The alarm had an audible component but its primary function was to alert the building’s security web that a potential breach had occurred. Cracking a system as complex as the GCPD central command meant knowing more about it than the original engineers did. Fortunately, Zai had both their documentation and the ability to absorb the entire design and correlate its components on a level the human engineers both couldn’t manage or hadn’t been paid enough to try.
“Forty milliseconds to sensor burnout,” Zai reported. It hadn’t been a lucky break that the promixity alarms had a failure mode where they literally smoked out if set to their highest power setting. The designers hadn’t thought to test what would happen if a sensor that had to scan a 2 meter square room was fed enough power to scan a thousand yard area. Every design has unrealized flaws of that sort. The lucky break was finding it in a timely fashion, and that was the sort of luck which Zai made for herself.
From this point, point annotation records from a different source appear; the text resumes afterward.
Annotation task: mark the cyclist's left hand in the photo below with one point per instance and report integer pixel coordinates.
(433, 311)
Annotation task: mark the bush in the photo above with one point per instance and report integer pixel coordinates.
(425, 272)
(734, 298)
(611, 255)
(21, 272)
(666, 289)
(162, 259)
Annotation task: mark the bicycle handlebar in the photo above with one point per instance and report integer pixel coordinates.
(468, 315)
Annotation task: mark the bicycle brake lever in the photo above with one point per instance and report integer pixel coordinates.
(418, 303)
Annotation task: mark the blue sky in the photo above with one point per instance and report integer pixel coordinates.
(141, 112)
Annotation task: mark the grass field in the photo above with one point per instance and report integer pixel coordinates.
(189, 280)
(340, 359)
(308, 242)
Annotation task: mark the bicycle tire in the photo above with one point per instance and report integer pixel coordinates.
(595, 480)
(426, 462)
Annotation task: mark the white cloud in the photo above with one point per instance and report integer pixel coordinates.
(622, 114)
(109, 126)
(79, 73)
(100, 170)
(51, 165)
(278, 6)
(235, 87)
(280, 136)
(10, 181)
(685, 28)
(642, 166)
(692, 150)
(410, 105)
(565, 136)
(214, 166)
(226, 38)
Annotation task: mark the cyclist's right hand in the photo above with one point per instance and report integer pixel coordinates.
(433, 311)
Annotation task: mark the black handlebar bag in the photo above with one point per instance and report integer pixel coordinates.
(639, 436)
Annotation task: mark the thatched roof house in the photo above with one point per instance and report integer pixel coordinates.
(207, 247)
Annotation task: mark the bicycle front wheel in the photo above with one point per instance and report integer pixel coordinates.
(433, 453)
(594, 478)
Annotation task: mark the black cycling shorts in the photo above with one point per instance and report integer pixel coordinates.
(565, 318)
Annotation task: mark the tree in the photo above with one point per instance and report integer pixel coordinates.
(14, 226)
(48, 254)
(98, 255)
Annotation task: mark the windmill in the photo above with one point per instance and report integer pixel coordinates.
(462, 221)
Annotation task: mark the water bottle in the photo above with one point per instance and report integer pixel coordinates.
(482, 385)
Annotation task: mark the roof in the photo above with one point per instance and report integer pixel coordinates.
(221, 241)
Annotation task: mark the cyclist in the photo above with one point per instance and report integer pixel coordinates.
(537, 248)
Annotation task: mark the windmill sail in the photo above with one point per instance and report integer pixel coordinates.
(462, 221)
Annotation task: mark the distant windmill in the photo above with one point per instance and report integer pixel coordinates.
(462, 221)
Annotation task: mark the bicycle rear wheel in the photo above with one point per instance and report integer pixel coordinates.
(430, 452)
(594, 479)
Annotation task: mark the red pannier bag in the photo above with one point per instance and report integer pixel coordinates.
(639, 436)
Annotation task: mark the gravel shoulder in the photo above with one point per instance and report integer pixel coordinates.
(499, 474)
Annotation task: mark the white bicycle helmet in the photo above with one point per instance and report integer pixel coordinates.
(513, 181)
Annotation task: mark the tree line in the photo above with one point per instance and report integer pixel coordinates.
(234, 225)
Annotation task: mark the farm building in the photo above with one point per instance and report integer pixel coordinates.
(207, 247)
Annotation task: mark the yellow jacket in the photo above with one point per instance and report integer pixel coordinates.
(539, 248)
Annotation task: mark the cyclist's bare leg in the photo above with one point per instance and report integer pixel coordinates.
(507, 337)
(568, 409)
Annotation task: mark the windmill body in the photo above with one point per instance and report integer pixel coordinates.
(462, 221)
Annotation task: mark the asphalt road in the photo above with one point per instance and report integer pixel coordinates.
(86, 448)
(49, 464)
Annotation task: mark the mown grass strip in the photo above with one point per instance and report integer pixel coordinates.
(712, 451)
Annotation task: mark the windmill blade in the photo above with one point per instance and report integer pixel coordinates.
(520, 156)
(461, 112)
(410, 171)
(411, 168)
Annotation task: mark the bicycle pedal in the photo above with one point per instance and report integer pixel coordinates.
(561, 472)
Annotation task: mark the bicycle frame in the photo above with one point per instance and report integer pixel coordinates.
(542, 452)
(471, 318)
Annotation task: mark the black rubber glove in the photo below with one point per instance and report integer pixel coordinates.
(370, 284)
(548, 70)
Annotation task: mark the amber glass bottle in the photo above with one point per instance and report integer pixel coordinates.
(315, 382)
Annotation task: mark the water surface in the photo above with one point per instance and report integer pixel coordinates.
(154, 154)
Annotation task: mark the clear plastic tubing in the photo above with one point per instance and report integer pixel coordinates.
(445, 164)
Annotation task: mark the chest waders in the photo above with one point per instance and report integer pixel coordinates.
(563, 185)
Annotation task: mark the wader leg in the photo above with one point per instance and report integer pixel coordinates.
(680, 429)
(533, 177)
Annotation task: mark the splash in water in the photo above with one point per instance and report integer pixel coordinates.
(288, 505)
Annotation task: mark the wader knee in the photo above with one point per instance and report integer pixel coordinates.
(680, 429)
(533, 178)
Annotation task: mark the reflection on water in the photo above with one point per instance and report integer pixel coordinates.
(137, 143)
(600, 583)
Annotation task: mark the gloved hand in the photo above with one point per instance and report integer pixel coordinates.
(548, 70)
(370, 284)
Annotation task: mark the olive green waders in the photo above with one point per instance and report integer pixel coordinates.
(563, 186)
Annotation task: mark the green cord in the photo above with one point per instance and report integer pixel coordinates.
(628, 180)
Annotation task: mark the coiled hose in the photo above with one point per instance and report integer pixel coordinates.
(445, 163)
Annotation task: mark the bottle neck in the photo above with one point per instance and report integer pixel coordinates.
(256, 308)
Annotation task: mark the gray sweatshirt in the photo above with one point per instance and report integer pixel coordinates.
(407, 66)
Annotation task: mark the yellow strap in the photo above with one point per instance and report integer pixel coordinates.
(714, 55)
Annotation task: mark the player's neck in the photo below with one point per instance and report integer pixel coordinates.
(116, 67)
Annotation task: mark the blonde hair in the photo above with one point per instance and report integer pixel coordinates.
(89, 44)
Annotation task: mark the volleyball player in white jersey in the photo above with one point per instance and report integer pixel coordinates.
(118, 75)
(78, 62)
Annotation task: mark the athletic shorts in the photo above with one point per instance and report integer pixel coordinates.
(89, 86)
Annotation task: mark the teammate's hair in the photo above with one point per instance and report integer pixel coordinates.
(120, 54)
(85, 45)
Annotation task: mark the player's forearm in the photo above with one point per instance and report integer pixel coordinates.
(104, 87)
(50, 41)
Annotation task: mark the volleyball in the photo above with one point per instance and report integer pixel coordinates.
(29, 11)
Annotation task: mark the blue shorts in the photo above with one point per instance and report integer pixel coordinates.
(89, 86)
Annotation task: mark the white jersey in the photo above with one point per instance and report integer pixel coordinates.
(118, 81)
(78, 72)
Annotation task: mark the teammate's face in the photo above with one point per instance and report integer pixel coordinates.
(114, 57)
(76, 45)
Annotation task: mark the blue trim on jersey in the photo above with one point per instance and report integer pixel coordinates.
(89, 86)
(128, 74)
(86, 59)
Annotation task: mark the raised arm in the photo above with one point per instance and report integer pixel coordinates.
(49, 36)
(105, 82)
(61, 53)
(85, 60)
The security bot that had been heading towards Harp’s hideaway turned to investigate the closest. It would find the destroyed proximity sensor and add it to the repair queue behind the two dozen other sensors that had failed earlier thanks to Zai’s need to establish a pattern of complacency before the tactic put into effect.
With Harp’s path clear, and Curtweather providing all the alibi that Ai would ever need, the plan to grab the manifest for the Eye Grid archives seemed destined to succeed without a hitch.
Which, of course, is when everything went wrong.
[The two doors you just cycled through were the entrance to the entrance to the principal data storage area,] Ai texted. [Let the bot come to a rest and you can climb out and directly access them to grab a copy of the manifest.]
[There might be a problem with that,] Harp texted back. [My sensors are reading elevated levels of nitrogen in the air.]
[How elevated?] Ai asked, a sick feeling starting to grow in her stomache.
[There might be other gases in here but I can’t detect them,] Harp said.
Ai felt her jaw clench. It wasn’t a security system. It was fire suppression. An all nitrogen room so that nothing could burn.
And, of course, no one could breathe either. Harp was going to suffocate without ever feeling a thing.